Principles are two: antibacterial and tooth structure hardening substances are distributed, and both can be used alone or in combination. Tooth hardening is the role of fluoride. As we have learnt recently, fluoride dos not have any systemic effect but just tropic. So there is a lot of material containing fluoride in different modifications – fluoride in ionic form, as example sodium fluoride, bound in complex, for example fluoride pyrophosphate, and organic fluoride, as example amino-fluoride (Olafluor/Elmex Fluid, Gaba, Switzerland). Most fluoride has low pH, so be careful by using in mouths with ceramic restorations (the fluoric acid destroys ceramics!) and implants (the titanium that is used for implant posts is also sensible against fluoric acid). In cases with ceramics or titanium it would be better, if fluoride is wanted, to use sodium fluoride that reacts neutral. You can use, for example, “CONTROCAR”(lege artis), a sodium fluoride suspension.

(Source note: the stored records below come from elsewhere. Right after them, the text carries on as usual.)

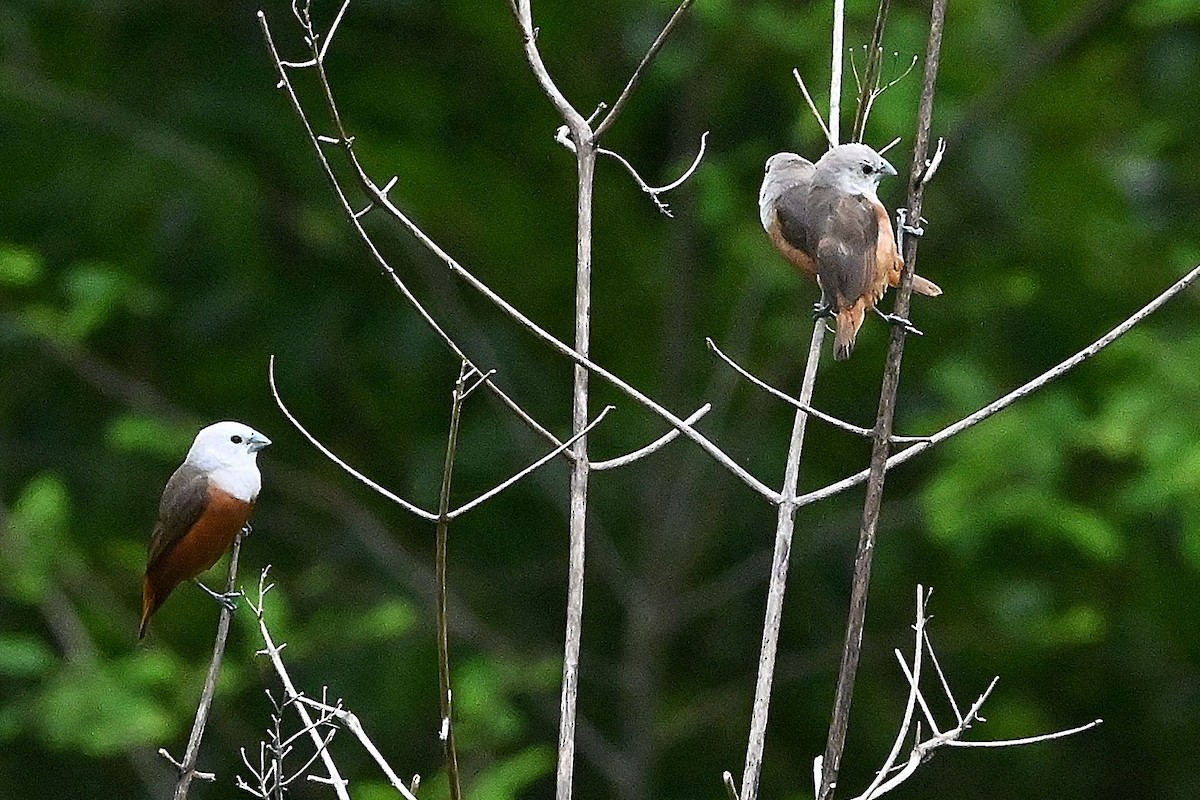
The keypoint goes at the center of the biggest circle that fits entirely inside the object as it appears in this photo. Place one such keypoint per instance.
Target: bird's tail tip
(925, 287)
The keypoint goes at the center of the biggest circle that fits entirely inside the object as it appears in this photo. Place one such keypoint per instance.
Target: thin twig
(1013, 396)
(913, 693)
(871, 72)
(808, 409)
(354, 726)
(563, 137)
(785, 527)
(619, 106)
(862, 577)
(1026, 740)
(813, 107)
(273, 651)
(487, 495)
(839, 34)
(654, 446)
(924, 750)
(192, 755)
(637, 396)
(329, 453)
(357, 222)
(442, 558)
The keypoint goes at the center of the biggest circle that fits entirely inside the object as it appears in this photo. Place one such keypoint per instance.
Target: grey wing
(796, 173)
(792, 208)
(843, 234)
(181, 505)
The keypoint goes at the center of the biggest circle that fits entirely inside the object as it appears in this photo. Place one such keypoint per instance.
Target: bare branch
(273, 651)
(562, 137)
(839, 32)
(880, 447)
(489, 294)
(445, 696)
(1026, 740)
(529, 42)
(813, 107)
(355, 221)
(354, 726)
(1013, 396)
(333, 31)
(191, 756)
(487, 495)
(808, 409)
(619, 106)
(654, 446)
(329, 453)
(785, 529)
(923, 750)
(870, 80)
(913, 693)
(943, 681)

The other sort is the antibacterial content: this can be CHX (Chorhexidin-di-gluconate), like you will find in Cervitec (Ivoclar Vivadent, Schaan/Liechtenstein), or other substances with effect against bacteria, like Triclosan (found in some toothpaste, for example “Colgate Total”).

The pharmaceutical contents out of prophylaxis materials are working also after the paste is rinsed out of the oral cavity – for example, CHX is active about 12 hours post operation.

Antibacterial periodontal local medications

There are gels available with long lasting effect, for example Gels containing Metronidazol or CHX, to be placed inside the periodontal pockets.

You can also use pastes with Doxicyclin (Distributor Riemser, Germany) and bring the paste to the bottom of the pocket – the local therapy often is more effective than the systemic dose (local placement allows a much higher local concentration of the antibiotic than it is possible by blood transportation).

Last but lot least it is to mention the use of retraction help in case of impression. Normally there is a use of aluminachloride or other strong blood coagulation stimulating chemicals (example: Retracto, ROEKO, containing aluminachloridehexahydrate); but, there is also adrenaline in use, that has influence on the organism as well and not just in oral site.